D.C. Circuit Panel Splits Over Whether It Has Appellate Jurisdiction to Review Dismissal “Without Prejudice” That Gave Plaintiff Leave to Amend Within 14 Days

In North Am. Butterfly Assoc. v. Wolf,  No. 19-5052 (D.C. Cir. Oct. 13, 2020), a 2-1 panel devotes 41 pages of its opinion (out of 69) to the question of whether it has power to review an ambiguous final judgment.

The merits issue in the district court was whether construction of “a segment of the wall [that] the U.S. Department of Homeland Security (DHS) plans to build on the border with Mexico” was an unconstitutional seizure or taking of neighboring property under the Fourth and Fifth Amendments (plus a statutory claim under the Illegal Immigration Reform and Immigrant Responsibility Act of 1996). The district court granted a motion for failure to state a claim under Fed. R. Civ. P. 12(b)(6) and lack of jurisdiction under Fed. R. Civ. P. 12(b)(1), but afforded the plaintiff 14 days to file an amended complaint if it chose. Instead, the plaintiff association appealed after 14 days expired.

The panel majority holds that the court has appellate jurisdiction under 28 U.S.C. § 1291, despite the invitation to refile. “Specifically, we must determine whether the district court’s minute order, noting on its docket sheet a time-limited grant of leave to amend the complaint, rendered nonfinal the court’s otherwise final published opinion and order dismissing the case. As a practical matter, the question is whether the Butterfly Association was within its rights to appeal the dismissal without first requesting and obtaining from the district court an additional order confirming the finality of its judgment of dismissal.”

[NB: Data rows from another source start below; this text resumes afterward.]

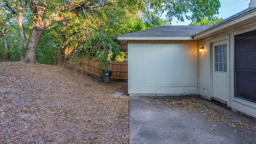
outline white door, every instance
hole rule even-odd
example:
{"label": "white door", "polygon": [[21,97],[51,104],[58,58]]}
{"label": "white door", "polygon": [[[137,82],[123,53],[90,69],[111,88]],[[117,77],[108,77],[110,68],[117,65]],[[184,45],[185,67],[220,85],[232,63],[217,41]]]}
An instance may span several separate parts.
{"label": "white door", "polygon": [[228,81],[228,51],[227,43],[213,43],[213,97],[227,102],[229,86]]}

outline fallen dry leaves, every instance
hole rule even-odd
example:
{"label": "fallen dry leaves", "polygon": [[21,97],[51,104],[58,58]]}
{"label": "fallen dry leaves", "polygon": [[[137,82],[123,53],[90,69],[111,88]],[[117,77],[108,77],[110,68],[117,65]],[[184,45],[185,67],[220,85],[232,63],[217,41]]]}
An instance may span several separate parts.
{"label": "fallen dry leaves", "polygon": [[[198,97],[180,96],[173,97],[171,99],[166,99],[164,102],[157,100],[146,100],[145,102],[149,104],[159,105],[163,108],[167,107],[174,110],[184,110],[201,114],[207,118],[206,123],[212,124],[214,127],[217,126],[217,125],[214,123],[214,122],[217,121],[220,123],[228,123],[233,128],[244,128],[243,126],[245,125],[244,123],[230,119],[229,118],[230,115],[228,114],[225,115],[223,114],[218,113],[215,109],[210,108],[206,104],[202,102],[202,101],[200,101],[198,98]],[[253,125],[248,125],[247,124],[246,128],[256,130],[254,127]],[[190,129],[190,131],[195,130],[194,128]],[[213,130],[213,129],[211,130]],[[236,132],[235,130],[235,132]],[[220,133],[217,132],[215,134],[220,135]]]}
{"label": "fallen dry leaves", "polygon": [[127,83],[66,68],[0,63],[0,143],[125,143]]}

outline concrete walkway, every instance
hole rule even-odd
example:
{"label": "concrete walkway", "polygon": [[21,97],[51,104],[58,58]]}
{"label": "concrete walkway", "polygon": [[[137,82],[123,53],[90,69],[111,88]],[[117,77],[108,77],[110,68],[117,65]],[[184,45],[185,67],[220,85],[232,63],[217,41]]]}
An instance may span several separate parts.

The panel majority observes that “without prejudice” dismissal “may be final if it ended the case as far as the district court was concerned,” and to decide that the panel “closely examine[s] the relevant order and its surrounding circumstances.” Here, the relevant order “announced that ‘defendants’ motions to dismiss are GRANTED, and this case is DISMISSED.’” While part of the dismissal was without prejudice, that was the claim which the district court held was not within its subject-matter jurisdiction. “[We understand the district court’s dismissal of the entire case—for what it saw as a mix of jurisdictional and non-jurisdictional defects—to have been without prejudice.”

As far as the entry on the “docket sheet granting the Butterfly Association unsolicited ‘leave to file a second amended complaint . . . , if any, within 14 days of the date of this Order,” while it lent ambiguity to the record, the order became effectively final when the fourteen days elapsed. “The record adequately reflects the district court’s intention that its order finally end the case: In this context, we see no material distinction between the district court’s dismissal order and an order stating that, in the event the plaintiff did not file an amended complaint on or before February 28, 2019, the order would then be final and appealable.”

The panel allows that “[t]here is some disagreement among the circuits over whether and when a without-prejudice dismissal with time-limited leave to amend becomes final under section 1291 . . . . [B]ecause the district court’s intent here is clear, we need not spell out other circumstances in which a further order might be needed to signal finality.”

Judge Millett, in a 30-page dissent, would hold nevertheless that the district court was required to do more to finalize the judgment. “Statutory text, structure, and established principles of appellate jurisdiction foreclose our review because the district court’s dismissal of the complaint was by its plain terms not final when entered by the court. The mere passage of time, without more, could not by itself make the judgment final. Neither could the litigants, through their actions or inaction, step into the shoes of the district court and singlehandedly cause the entry of a final judgment in the case. Without jurisdiction, we lack the power to address the merits.”